PhysicsScene spawns a body and a renderable GameObject in one call, caches shared meshes/materials (200 identical boxes share one GPU mesh), and copies transforms each frame.

const scene = new PhysicsScene(engine, world);

scene.addGround();                                  // thin static box, top at y=0
scene.addStaticBox(new Vec3(5, 1, 5), pos);         // wall / ramp
scene.spawnBox(new Vec3(0.5, 0.5, 0.5), new Vec3(0, 8, 0), {
  color: [0.8, 0.3, 0.2], roughness: 0.5, restitution: 0.2,
});
scene.spawnSphere(0.5, new Vec3(1, 10, 0), { color: [0.2, 0.5, 0.9] });

// static colliders with matching render meshes:
scene.addStaticMesh(mesh, positions, indices, { color: [0.3, 0.4, 0.32] });
scene.addHeightField(mesh, heights, sampleCount, cellSize, originX, originZ, { color });

// dynamic convex hull (render mesh + hull point cloud):
scene.spawnConvexHull(mesh, hullPoints, new Vec3(x, y, z), { roughness: 0.35 });

// joints:
scene.pointLink(bodyA, bodyB, worldPivot);          // ball-and-socket

scene.bodyCount;     // dynamic body count
scene.clear();       // remove all GameObjects + clear the world (keeps shared caches)
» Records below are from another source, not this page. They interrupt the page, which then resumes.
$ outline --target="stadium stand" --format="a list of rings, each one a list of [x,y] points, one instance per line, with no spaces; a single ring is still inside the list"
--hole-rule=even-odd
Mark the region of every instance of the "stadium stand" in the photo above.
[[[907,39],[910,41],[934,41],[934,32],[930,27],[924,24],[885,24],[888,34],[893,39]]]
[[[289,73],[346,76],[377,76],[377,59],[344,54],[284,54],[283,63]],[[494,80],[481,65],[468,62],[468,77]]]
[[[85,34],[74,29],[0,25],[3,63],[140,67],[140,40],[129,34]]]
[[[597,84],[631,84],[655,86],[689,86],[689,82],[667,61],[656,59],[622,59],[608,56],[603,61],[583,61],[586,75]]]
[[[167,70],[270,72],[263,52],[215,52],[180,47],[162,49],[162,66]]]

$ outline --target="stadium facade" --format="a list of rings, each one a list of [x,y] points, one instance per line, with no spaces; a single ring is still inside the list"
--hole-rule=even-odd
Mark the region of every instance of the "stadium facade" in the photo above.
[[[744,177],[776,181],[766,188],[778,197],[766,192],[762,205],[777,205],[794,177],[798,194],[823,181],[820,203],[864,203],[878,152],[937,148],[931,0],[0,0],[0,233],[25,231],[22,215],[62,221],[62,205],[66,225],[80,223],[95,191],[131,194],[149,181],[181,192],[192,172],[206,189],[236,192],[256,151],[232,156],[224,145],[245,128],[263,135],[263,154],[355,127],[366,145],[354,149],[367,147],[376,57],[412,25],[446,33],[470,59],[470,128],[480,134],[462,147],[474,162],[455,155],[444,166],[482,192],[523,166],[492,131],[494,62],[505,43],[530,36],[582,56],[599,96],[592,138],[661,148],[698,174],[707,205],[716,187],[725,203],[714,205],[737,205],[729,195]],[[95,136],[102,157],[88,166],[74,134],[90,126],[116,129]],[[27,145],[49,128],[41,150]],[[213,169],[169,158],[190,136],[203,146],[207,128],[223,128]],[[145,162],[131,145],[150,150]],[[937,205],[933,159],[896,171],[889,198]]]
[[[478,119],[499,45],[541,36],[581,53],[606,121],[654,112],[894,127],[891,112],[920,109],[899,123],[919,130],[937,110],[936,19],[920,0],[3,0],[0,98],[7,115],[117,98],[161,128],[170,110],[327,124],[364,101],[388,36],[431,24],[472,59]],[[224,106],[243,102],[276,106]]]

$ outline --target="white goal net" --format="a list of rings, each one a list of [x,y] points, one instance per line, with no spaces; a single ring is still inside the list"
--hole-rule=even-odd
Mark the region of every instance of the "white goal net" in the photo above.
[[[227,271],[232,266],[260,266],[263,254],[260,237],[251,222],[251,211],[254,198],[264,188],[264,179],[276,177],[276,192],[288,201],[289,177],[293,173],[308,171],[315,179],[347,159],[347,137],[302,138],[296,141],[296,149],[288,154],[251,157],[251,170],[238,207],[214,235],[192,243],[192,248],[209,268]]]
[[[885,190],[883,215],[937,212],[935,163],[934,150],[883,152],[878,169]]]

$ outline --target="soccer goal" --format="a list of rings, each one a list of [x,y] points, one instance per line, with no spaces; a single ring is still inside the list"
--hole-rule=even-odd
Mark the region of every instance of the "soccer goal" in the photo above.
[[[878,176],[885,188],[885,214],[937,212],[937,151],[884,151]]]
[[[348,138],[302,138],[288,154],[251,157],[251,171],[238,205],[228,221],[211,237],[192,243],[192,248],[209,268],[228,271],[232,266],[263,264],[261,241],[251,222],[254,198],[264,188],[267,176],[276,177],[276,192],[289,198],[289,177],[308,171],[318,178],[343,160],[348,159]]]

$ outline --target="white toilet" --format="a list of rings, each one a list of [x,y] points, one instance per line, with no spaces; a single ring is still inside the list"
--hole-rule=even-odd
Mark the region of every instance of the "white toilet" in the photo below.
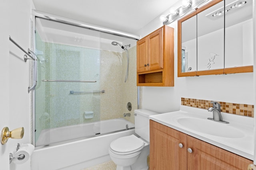
[[[111,142],[109,149],[116,170],[147,170],[147,158],[149,154],[148,116],[159,114],[145,109],[134,110],[135,133],[119,138]]]

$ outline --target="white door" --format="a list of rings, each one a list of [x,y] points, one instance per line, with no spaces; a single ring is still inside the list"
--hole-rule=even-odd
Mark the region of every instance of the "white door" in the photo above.
[[[9,125],[9,36],[8,12],[8,1],[1,0],[0,3],[0,19],[2,23],[0,31],[0,51],[1,61],[0,62],[0,133],[3,128]],[[6,26],[2,26],[5,25]],[[0,144],[0,165],[1,169],[9,170],[9,152],[8,144]]]
[[[24,53],[9,41],[9,35],[26,50],[30,48],[32,1],[0,0],[0,134],[4,127],[10,130],[23,127],[22,139],[9,139],[0,143],[0,169],[30,169],[30,161],[23,164],[9,164],[18,143],[31,143],[29,62]]]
SpawnOptions extends BodyOptions with render fields: rot (initial Quaternion), color, roughness, metallic, castShadow.

The full per-frame loop with PhysicsScene (from samples/physics_test.ts):

const world = await PhysicsWorld.create();
const scene = new PhysicsScene(engine, world);
scene.addGround();

engine.beforeFrame((frame) => {
  world.step(frame.dt);
  scene.sync();
});

Driving bodies without PhysicsScene#

When you manage your own draw lists (e.g. the geo sample), fetch transforms directly after stepping (samples/geo_physics.ts):

world.step(dt);
for (const body of balls) {
  const p = body.GetPosition();
  const q = body.GetRotation();
  const model = Mat4.trs(
    new Vec3(p.GetX(), p.GetY(), p.GetZ()),
    q.GetX(), q.GetY(), q.GetZ(), q.GetW(), scale);
  // push { mesh, modelMatrix: model, normalMatrix: model.normalMatrix(), material } to your draw list
}

That sample also builds terrain colliders from streamed geo tiles: it pulls each TerrainContent's collision geometry (in the floating-origin world frame) and feeds it to addMeshCollider, rate-limited to a few per frame to avoid hitches, removing colliders as tiles unload. See the Geo guide for the tile side.


Samples#


Gotchas#

  • await PhysicsWorld.create() before anything — the WASM load is async. Non-Vite bundlers must pass wasmUrl / wasmBinary.
  • Step then sync, every frame. world.step(dt) first, then read/sync transforms.
  • Static-only vs dynamic-only shapes: triangle meshes and height fields are static colliders; convex hulls are dynamic. Decompose concave dynamic objects into multiple convex hulls.
  • Jolt objects are WASM allocations, not GC'd. Bodies persist until removeBody / clear / destroy. The factories destroy transient Vec3/Quat/*Settings for you, but you own the bodies.
  • Force/impulse/velocity setters aren't wrapped — set linearVelocity at creation, or call Jolt's ApplyImpulse / ApplyForce on the body directly.